Puerto Rico Budget Won’t Include Borrowing, Official SaysMichelle Kaske
For the first time in two decades, Puerto Rico plans to balance its budget without selling debt, said Governor Alejandro Garcia Padilla’s chief of staff.
Garcia Padilla’s proposed financial plan for the fiscal year beginning July 1 relies mostly on spending cuts, Ingrid Vila Biaggi said yesterday in a telephone interview from San Juan. The administration will also raise additional funds through “revenue enhancements,” she said.
The 42-year-old governor will release the plan as soon as today. He’s set to give his State of the Commonwealth speech at 5:30 p.m. local time, where he will also announce a four-year roadmap that will “transform” Puerto Rico’s economy and social demographics by 2018, Vila Biaggi said.
“It is a budget that will serve as a foundation to building Puerto Rico’s recovery,” Vila Biaggi said.

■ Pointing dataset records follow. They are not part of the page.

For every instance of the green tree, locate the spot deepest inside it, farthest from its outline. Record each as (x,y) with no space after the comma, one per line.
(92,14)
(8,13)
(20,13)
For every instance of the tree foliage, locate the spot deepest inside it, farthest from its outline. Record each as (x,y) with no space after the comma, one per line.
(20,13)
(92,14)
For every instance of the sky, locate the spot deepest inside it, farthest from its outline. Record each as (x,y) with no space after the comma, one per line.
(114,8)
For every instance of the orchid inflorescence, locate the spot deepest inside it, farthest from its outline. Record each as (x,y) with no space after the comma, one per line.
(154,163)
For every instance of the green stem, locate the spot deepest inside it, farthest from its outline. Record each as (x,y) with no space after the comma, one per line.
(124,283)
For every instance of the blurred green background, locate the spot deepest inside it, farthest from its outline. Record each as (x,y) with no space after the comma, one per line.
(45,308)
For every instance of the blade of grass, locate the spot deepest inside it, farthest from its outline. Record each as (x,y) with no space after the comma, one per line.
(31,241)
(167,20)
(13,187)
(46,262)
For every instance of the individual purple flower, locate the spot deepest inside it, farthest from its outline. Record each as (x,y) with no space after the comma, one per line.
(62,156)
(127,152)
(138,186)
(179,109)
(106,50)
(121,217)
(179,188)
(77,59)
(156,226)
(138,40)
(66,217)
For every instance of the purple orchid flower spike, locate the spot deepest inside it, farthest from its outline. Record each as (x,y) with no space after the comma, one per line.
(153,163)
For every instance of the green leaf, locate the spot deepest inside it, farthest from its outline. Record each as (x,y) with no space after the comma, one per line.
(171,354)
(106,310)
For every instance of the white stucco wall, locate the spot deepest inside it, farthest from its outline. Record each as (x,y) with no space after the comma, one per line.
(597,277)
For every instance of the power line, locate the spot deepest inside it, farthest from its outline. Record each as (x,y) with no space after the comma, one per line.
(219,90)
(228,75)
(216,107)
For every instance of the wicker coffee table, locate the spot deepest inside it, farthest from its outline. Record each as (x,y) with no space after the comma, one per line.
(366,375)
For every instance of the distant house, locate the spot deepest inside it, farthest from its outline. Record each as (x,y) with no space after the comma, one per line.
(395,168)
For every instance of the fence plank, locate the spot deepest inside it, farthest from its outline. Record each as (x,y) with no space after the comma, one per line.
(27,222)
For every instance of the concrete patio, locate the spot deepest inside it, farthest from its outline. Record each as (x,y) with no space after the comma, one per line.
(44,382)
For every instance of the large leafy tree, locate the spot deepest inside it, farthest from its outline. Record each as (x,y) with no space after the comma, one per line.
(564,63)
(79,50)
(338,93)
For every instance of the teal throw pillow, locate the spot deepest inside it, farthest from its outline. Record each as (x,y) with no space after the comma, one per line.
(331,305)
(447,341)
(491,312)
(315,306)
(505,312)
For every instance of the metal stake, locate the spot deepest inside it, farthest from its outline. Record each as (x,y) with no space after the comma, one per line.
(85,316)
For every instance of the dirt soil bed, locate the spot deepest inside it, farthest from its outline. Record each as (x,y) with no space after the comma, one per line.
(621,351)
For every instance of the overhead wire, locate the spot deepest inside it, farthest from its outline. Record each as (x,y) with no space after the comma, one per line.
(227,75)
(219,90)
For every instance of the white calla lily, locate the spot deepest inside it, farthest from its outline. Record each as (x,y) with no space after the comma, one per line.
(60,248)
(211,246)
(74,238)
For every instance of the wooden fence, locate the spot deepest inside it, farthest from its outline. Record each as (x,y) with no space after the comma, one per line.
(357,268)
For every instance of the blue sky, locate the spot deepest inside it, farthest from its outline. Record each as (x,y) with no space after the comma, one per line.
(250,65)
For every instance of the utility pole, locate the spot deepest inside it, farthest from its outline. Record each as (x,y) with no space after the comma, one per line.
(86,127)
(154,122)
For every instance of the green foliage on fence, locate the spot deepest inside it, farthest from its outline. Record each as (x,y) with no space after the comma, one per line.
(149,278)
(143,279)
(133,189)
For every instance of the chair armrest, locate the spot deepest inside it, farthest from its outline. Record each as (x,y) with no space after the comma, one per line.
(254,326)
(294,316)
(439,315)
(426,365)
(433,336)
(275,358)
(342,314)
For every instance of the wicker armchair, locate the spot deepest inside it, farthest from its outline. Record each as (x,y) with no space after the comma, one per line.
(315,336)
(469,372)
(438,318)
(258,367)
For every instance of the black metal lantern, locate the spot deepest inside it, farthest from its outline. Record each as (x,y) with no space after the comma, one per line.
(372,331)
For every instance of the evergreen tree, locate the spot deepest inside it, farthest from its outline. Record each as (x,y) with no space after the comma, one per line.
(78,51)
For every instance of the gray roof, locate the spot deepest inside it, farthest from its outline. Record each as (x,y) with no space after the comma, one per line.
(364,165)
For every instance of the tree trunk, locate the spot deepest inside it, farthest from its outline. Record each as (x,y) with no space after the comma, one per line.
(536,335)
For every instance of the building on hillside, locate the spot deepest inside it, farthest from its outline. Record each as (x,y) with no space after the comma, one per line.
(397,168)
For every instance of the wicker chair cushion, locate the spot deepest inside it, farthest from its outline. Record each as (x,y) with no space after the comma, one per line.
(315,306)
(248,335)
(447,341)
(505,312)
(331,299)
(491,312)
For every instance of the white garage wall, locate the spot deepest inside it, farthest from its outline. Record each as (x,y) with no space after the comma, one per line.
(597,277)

The governor will also release a capital-improvement plan, she said. Vila Biaggi declined to give specific details on the budget or capital plan.
The four-year agenda will provide opportunities and identify actions to reposition Puerto Rico’s economy, Vila Biaggi said. The Puerto Rican economy has declined in five of the past seven fiscal years. The commonwealth and its agencies owe $73 billion, according to bond documents.
The long-term strategy won’t include restructuring the island’s debt load, she said.
“We are not, at this point, contemplating any type of restructuring in the public corporations or in the central government,” Vila Biaggi said.
The three largest rating firms dropped Puerto Rico credit below investment grade in February because of limited liquidity, after citing the use of deficit financing in earlier downgrades.
Puerto Rico sold $3.5 billion of tax-exempt general-obligation debt March 11 at 93 cents on the dollar to balance budgets and repay debt, the biggest junk-rated muni borrowing ever. The bond traded yesterday at an average price of 89.78 cents after trading as low as 86 cents on April 11 and as high as 99 cents on March 12, data compiled by Bloomberg show.